It’s The Nineties: Number Ones from Reba McEntire, John Michael Montgomery, Michael Peterson, Brad Paisley
By Jonny Brick
1991 Reba McEntire – For My Broken Heart
This song was released in the wretched aftermath of a plane crash that killed Reba’s band. It can thus work both as a piece of memoir for the singer and as a heartbreak ballad for the listener. It is the opening song of the album of the same name, where it is introduced by a 45-second orchestral passage.
The scene is set with the opening image of boxes loaded into her ex’s car, with ‘no angry words at all’. So pained is Reba’s narrator that she forsakes a ‘lonely bed’ for ‘the couch instead’. Far from the glory of daybreak, she sings that the sun ‘is blinding me as it wakes me from the dark’, giving the song a spiritual flavour which is matched by female backing vocals.
The song’s title comes after the line ‘I guess the world didn’t stop’ at the end of the chorus, which is underlined by the backing vocals. This is in turn followed by the second verse: ‘clock’s still tickin’, life goes on’; then Reba’s narrator sets aside her ‘scattered thoughts…to stumble to the coffee pot’. It is not a clean break, however, as her ex calls her up ‘to see if I’m okay’; Clint Black was supposed to sing the man’s part but was too busy even to record it elsewhere.

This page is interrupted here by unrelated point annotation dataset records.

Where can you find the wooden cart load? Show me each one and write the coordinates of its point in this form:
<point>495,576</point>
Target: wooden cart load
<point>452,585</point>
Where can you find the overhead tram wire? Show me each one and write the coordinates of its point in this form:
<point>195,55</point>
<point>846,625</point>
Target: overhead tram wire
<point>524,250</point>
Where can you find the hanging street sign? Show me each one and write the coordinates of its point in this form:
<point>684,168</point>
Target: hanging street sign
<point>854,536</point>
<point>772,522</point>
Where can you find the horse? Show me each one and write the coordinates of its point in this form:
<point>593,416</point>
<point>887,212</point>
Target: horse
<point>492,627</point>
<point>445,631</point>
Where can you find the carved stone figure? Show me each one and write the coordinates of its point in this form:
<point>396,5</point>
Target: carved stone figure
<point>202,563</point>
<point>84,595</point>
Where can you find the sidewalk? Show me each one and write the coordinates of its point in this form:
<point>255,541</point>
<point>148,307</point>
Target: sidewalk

1994 John Michael Montgomery – If You’ve Got Love
The benefits of love are outlined in this song: ‘you can stand your ground when the devil’s at the door’ and ‘you can move a mountain…one rock at a time’.
Love is better even than advice from ‘a real good friend’, because a touch from a lover can ‘chase the darkest blues away’.
1997 Michael Peterson – From Here to Eternity
This is a marriage proposal in the form of a country ballad, where Peterson, ‘a one-woman man’, asks his beloved ‘will you be mine?’ There is a key change for extra pathos.
1999 Brad Paisley – He Didn’t Have To Be
Inspired by songwriter Kelley Lovelace’s experience as a stepfather, this was Paisley’s first number one. ‘We went from something’s missing to a family,’ he sings, setting up the verse where he himself gets married and has a child of his own, wishing he was ‘at least half the dad’ he was.